For more details on the descriptions of LSU controls, styles, and modifiers, refer to the LSU Controls section in the FPGA Optimization Guide for Intel® oneAPI Toolkits Developer Guide.

Run the LSU Control Sample

On Linux

  1. Run the sample on the FPGA emulator (the kernel executes on the CPU).
    ./lsu_control.fpga_emu
    
  2. Run the sample on the FPGA simulator device.
    CL_CONTEXT_MPSIM_DEVICE_INTELFPGA=1 ./lsu_control.fpga_sim
    
  3. Run the sample on the FPGA device (only if you ran cmake with -DFPGA_DEVICE=<board-support-package>:<board-variant>).
    ./lsu_control.fpga
    

On Windows

  1. Run the sample on the FPGA emulator (the kernel executes on the CPU).
    lsu_control.fpga_emu.exe
    
  2. Run the sample on the FPGA simulator device.
    set CL_CONTEXT_MPSIM_DEVICE_INTELFPGA=1
    lsu_control.fpga_sim.exe
    set CL_CONTEXT_MPSIM_DEVICE_INTELFPGA=
    

Note: Hardware runs are not supported on Windows.

Example Output

Kernel throughput with prefetch LSU: 1040.11 MB/s
Kernel throughput with burst-coalesced LSU: 1035.82 MB/s
Kernel throughput without LSU controls: 1040.61 MB/s
PASSED: all kernel results are correct.

The throughput observed when running all three kernels, KernelPrefetch, KernelBurst, and KernelDefault, is printed to the standard out.
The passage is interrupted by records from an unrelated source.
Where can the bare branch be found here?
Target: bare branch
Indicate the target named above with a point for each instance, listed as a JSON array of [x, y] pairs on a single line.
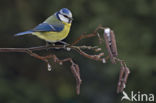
[[110, 43]]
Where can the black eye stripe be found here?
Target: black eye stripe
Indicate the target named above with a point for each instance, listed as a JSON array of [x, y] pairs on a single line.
[[65, 16]]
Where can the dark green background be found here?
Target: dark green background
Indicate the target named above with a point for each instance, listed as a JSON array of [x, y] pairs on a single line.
[[24, 79]]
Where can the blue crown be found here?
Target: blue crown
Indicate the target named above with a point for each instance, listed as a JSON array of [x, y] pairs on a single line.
[[66, 11]]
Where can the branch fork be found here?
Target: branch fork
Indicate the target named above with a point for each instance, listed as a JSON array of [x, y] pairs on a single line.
[[110, 42]]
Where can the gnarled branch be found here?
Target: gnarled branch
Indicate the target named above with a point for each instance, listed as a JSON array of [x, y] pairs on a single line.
[[110, 43]]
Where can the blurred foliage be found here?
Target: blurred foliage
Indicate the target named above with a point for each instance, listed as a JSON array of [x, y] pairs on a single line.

The throughput values are comparable among these; however from the reports, we see an area savings for the KernelPrefetch. Therefore, you can use the area savings of the KernelPrefetch safely knowing it will not compromise throughput.

Note: The performance difference will be apparent only when running on FPGA hardware. The emulator and simulator do not reflect the design's hardware memory system performance.

License

Code samples are licensed under the MIT license. See License.txt for details.

Third-party program Licenses can be found here: third-party-programs.txt.